Je comprends maintenant ce qu'ont vécu Jules César, Jésus Christ et tant d'autres; poignardé, trahi par ceux que l'on aimait, que l'on défendait. Moi c'est la France qui m'a abattu. Une France gangrénée par le gauchisme, les juges rouges, des LFIstes indécrottables. Être cloué au pilori après porté son pays au sommet, cruel destin que je partage avec Napoléon. L'injustice, le harcèlement judiciaire, je suis un martyr, "Sarko Akbar", voilà ce que j'ai envie de crier depuis ma cellule. 

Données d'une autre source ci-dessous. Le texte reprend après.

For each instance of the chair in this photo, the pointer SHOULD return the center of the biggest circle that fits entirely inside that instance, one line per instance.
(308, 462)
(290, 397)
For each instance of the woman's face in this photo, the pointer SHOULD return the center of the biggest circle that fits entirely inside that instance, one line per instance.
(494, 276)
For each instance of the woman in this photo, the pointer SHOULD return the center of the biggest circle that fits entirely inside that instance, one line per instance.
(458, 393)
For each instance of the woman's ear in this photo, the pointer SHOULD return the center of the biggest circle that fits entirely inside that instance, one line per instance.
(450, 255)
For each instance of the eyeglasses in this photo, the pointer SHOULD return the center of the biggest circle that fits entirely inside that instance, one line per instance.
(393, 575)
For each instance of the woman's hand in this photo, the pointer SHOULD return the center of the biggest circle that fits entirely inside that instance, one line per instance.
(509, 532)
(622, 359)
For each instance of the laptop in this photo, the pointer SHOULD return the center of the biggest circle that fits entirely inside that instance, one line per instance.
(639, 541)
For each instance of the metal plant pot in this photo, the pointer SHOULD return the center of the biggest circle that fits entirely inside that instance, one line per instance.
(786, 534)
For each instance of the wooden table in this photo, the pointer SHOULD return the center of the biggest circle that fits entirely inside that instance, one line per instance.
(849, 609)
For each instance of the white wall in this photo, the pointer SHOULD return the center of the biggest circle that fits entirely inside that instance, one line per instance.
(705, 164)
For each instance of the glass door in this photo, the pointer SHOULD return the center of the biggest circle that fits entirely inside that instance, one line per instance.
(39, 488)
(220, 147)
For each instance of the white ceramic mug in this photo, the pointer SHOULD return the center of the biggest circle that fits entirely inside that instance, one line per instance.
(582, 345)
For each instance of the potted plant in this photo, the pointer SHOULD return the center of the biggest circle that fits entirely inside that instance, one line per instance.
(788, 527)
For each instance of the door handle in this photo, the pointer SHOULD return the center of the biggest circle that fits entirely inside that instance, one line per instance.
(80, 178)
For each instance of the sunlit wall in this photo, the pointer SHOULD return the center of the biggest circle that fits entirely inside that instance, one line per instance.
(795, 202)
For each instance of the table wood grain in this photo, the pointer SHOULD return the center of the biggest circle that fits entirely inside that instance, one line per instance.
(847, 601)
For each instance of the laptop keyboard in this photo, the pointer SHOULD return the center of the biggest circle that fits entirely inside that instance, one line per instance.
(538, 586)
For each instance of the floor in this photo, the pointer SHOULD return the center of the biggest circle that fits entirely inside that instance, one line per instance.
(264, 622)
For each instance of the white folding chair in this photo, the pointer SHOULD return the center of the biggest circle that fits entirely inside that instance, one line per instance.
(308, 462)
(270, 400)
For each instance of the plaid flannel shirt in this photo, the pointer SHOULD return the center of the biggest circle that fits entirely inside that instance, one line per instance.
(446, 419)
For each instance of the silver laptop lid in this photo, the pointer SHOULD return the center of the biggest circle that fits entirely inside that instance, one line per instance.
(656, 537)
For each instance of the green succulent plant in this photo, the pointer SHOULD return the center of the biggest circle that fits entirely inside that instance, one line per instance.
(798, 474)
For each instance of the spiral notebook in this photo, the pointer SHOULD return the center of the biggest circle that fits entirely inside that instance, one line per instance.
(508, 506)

 Cette France a qui j'ai tout donné et qui vient de tout me reprendre. Si ce n'était que moi, cela irait, je suis résilient, je fréquente Rachida Dati depuis 25 ans, autant dire que j'ai le cuir solide. Mais dans cette obscurité et ce froid pénétrant à peine atténué par une immonde couverture écossaise, je pense à ma femme, intermittente du spectacle, elle ne ramène pas une paye régulière dans notre foyer, les fins de mois sont difficiles et à mes enfants, une jeune fille encore mineure et Louis qui hurle son désespoir et mon innocence dans le peu de médias qui consentent à donner parole à la vérité. 
 
Où sont mes grands VRP de TF1? Le Lay, Mougeotte, Villeneuve, Pernaut où êtes-vous? Qu'est devenue notre chaîne aimée de tous les français qui s'est démarquée par son objectivité éditoriale? Un refuge de macronistes en rupture de maroquin, un Gilles Bouleau qui s'acharne sur ce pauvre Eric Zemmour, qui enfonce cette brave Madame Le Pen dès qu'il le peut, mais va donc sur France Inter espèce de Guillaume Meurice version Shein! 
 
 Pascal Praud reviens! La France est devenue folle. Oui, à l'heure où j'écris ces lignes, je grave sur la pierre froide de ma cellule avec un silex que je cache dans une pierre descellée de peur de me la faire voler par les gardes, cerbères des juges téléguidés par mes ennemis, juges, avocats, ou encore cette grande enflure de Villepin qui a traîné mon nom dans la boue de la justice. Je me perds en digressions, tiraillé que je suis par la faim, la captivité commence  me rendre fou, je pense à mon cher foyer, ma Carlita, ma Guilietta, vivant dans la peur de l'huissier, du pain trop cher pour leurs maigres bourses, que vont-elles devenir? Voilà où en est aujourd'hui mon pays, quand j'ai rencontré Nelson Mandela j'avais ressenti quelque chose dans son regard, quelque chose que l'on ne trouve que dans celui qui a connu l'enfer carcéral, les brimades, les privations.
 
Quelle indignité!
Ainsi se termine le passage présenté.